Observing JVM warm-up effects

LMAX Exchange

In this post, we will explore some of the various flags that can affect the operation of the JVM’s JIT compiler.
Anything demonstrated in this post should come with a public health warning – these options are explored for reference only, and modifying them without being able to observe and reason about their effects should be avoided.
You have been warned.

The two compilers

The JVM that ships with OpenJDK contains two compiler back-ends:

  1. C1, also known as ‘client’
  2. C2, also known as ‘server’

The C1 compiler has a number of different modes, and will alter its response to a compilation request given a number of system factors, including, but not limited to, the current workload of the C1 & C2 compiler thread pool.

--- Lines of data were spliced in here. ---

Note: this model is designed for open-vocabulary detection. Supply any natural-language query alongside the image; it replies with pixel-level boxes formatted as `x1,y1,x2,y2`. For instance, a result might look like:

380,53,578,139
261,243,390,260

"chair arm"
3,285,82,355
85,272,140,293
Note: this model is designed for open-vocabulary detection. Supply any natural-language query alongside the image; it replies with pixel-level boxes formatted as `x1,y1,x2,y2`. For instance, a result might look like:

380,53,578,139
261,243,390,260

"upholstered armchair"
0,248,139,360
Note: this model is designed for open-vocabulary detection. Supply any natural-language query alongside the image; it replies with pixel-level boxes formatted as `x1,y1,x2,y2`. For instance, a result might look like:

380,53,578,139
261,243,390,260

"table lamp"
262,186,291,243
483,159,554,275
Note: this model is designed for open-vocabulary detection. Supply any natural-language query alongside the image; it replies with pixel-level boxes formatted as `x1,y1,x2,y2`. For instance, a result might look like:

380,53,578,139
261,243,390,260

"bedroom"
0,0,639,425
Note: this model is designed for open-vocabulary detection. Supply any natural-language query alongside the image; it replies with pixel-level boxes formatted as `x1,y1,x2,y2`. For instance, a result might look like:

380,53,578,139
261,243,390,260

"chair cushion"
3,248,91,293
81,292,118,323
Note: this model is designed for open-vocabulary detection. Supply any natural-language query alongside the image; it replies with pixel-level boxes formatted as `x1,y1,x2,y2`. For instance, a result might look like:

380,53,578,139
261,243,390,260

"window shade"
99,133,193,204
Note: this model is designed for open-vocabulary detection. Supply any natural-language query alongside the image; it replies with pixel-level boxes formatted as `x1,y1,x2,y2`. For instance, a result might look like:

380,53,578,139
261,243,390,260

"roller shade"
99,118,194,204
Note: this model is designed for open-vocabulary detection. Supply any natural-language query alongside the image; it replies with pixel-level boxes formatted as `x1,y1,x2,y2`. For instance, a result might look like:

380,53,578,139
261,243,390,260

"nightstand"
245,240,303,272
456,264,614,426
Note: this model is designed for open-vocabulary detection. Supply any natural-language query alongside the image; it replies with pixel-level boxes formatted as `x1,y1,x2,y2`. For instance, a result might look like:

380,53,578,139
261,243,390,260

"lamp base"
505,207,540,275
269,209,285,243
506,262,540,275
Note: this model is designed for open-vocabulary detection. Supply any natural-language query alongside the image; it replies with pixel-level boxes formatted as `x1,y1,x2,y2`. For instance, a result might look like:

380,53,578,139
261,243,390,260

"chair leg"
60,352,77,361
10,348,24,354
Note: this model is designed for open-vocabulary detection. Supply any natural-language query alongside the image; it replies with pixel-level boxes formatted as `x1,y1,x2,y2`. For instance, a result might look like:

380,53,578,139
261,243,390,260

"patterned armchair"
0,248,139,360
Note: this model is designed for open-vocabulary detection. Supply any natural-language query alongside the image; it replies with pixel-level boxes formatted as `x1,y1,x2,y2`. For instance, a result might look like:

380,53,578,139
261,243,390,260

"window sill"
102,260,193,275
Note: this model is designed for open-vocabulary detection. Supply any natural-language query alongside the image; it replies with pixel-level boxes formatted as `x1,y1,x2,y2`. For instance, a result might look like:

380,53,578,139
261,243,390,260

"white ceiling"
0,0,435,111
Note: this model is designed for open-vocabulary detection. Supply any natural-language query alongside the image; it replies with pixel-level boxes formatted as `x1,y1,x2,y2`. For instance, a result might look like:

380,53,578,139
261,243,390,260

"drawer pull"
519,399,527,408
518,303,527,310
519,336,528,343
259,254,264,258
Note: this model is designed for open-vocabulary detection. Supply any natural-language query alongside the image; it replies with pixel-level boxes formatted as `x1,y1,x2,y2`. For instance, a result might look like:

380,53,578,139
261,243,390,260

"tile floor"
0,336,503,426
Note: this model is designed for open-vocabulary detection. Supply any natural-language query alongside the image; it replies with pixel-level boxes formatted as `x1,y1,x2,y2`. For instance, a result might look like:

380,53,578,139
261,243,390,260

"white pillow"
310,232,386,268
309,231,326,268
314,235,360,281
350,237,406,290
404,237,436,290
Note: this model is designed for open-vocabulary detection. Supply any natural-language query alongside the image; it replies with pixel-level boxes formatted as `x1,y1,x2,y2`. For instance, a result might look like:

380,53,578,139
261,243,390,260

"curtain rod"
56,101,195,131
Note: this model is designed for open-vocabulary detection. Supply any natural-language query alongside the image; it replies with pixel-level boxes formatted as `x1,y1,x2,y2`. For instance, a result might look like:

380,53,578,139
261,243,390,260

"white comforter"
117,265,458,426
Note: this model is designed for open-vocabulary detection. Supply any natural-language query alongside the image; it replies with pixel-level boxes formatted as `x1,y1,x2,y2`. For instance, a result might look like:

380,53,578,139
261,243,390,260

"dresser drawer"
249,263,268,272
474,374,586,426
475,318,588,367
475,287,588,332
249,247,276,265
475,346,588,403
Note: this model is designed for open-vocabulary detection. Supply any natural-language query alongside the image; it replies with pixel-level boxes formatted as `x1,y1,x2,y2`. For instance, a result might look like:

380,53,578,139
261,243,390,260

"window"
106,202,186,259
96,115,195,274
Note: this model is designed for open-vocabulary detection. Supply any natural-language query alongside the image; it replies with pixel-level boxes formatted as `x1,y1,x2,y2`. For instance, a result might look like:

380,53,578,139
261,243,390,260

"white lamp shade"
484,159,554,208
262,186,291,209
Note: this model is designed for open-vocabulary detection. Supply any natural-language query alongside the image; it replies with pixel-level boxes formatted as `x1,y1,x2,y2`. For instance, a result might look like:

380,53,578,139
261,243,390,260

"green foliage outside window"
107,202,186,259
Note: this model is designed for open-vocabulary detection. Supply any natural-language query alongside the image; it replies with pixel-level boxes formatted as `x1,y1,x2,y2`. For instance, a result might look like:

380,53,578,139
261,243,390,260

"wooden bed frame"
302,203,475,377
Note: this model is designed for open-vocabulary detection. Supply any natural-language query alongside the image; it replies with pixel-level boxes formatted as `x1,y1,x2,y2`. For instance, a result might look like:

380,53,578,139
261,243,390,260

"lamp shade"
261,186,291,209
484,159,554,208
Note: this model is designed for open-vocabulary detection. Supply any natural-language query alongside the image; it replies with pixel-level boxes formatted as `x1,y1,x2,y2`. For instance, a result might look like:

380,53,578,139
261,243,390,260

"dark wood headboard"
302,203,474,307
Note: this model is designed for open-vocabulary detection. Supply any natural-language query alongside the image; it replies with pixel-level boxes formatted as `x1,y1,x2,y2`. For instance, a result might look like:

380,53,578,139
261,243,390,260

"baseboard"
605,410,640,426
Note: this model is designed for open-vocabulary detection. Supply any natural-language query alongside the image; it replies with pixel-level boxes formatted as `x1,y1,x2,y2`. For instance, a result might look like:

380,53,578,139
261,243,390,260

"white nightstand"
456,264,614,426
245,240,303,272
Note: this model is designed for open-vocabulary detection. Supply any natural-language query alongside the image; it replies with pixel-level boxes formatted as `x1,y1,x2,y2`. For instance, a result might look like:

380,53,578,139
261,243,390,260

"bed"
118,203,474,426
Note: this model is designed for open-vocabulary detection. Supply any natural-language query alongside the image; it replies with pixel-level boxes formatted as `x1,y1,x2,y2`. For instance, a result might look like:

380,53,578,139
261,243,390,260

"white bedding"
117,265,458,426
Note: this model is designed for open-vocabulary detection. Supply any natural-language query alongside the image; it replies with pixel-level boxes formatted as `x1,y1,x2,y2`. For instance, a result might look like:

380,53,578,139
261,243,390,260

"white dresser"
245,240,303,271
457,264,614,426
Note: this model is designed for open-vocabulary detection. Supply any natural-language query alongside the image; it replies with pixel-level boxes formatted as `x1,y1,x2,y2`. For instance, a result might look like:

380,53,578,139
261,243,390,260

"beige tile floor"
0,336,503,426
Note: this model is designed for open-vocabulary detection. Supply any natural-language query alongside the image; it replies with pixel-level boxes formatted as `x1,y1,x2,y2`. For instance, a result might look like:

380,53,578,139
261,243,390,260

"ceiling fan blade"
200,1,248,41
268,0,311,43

Given these different modes, the JDK refers to different tiers, which can be broken down as follows:

  1. Tier1 – client compiler with no profiling information
  2. Tier2 – client compiler with basic counters
  3. Tier3 – client compiler with profiling information
  4. Tier4 – server compiler

From this point on, when referring to the C1 compiler, I’m talking about Tier3.

Thresholds

At a very high level, the JVM bytecode interpreter uses method invocation and loop back-edge counting in order to decide when a method should be compiled.
Since it would be wasteful and expensive to compile methods that are only ever called a small number of times, the interpreter will wait until a method invocation count is over a particular threshold before it is compiled.

Thresholds for various levels of compilation can be modified using flags passed to the JVM on the command line.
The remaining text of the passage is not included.